Cyclone season has arrived. Cyclone Tauktae made headlines for the devastation it wrought, and now it’s cyclone Yaas’ turn.
While you may be aware of the devastation inflicted by these cyclones, do you know how they got their names?
Why is it important to name cyclones?
Simply put, a name is easier to recall than a series of numbers, letters, and/or technical jargon.
Not only the general public, but also the media, scientific community, disaster management, and others, will benefit from this.
Individual cyclones can be easily identified, warnings can be quickly sent to boost community readiness, awareness of the storm’s progress can be created, and confusion can be avoided when there are many cyclonic systems over a region (example cyclone Tauktae and Yaas hit the same region in a matter of days, the names make it easy to differentiate between the two).
Who names these cyclones?
The World Meteorological Organization (WMO) has a list of names that are appropriate for each tropical cyclone basin on a rotational basis.
Regional specialised meteorological centres (RSMCs) and Tropical Cyclone Warning Centres name cyclones that originate in different ocean basins throughout the world (TCWCs).
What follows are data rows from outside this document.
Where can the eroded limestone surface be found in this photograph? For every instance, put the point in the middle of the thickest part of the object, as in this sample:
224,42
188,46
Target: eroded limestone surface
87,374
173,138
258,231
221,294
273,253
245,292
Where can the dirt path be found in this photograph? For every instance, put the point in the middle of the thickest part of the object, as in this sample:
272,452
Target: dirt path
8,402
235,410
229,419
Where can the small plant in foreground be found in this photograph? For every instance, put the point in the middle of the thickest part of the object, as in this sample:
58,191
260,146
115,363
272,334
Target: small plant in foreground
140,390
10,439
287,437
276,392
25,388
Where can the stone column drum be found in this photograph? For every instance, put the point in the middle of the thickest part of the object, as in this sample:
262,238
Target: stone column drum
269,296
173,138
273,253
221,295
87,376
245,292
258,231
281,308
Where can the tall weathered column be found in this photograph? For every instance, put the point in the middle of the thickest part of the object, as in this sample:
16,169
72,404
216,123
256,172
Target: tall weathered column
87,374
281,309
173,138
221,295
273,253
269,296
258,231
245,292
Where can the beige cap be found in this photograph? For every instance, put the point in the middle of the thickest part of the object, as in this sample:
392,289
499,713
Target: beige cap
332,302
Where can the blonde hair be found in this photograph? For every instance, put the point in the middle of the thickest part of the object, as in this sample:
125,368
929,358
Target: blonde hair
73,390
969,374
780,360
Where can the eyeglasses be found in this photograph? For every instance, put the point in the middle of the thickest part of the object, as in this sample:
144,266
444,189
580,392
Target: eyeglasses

In the world, there are six RSMCs.
How do they choose a name?
As previously stated, distinct areas each have their own Regional Specialised Meteorological Centres (RSMCs) that choose the names from a list of options. The names were suggested by the RSMC’s member nations.
For instance, the Indian RSMC contains 13 nations, each of which has proposed 13 names.
Tropical cyclones were previously named after places, items, or saints’ feast days on which they occurred before the formal commencement of naming.
How are these names suggested?
There are a few guidelines that governments must follow when naming cyclones. The name is accepted by the panel on tropical cyclones (PTC) that finalises the selection if these rules/guidelines are followed:
- The proposed name should be gender-neutral in terms of (a) politics and political people, (b) religious beliefs, and (c) cultures.
- The name should be picked in such a way that it does not offend any group of people anywhere on the planet.
- It shouldn’t be obnoxious or cruel in nature.
- It should be short, simple to pronounce, and not objectionable to any of the members.
- The name’s maximum length will be eight letters.
- You must submit the intended name.
Who named Tauktae and Yaas?
Tropical cyclones in the North Indian Ocean are tracked by the India Meteorological Department (IMD/RSMC New Delhi). They chose these two cyclone names from a list of 169 cyclone names.
Myanmar recommended the name ‘Tauktae,’ while Oman suggested the name ‘Yaas.’
What is the next name after Yaas?
Pakistan recommended Cyclone Gulab, pronounced “Gul-aab,” as the next name for the Indian Ocean region.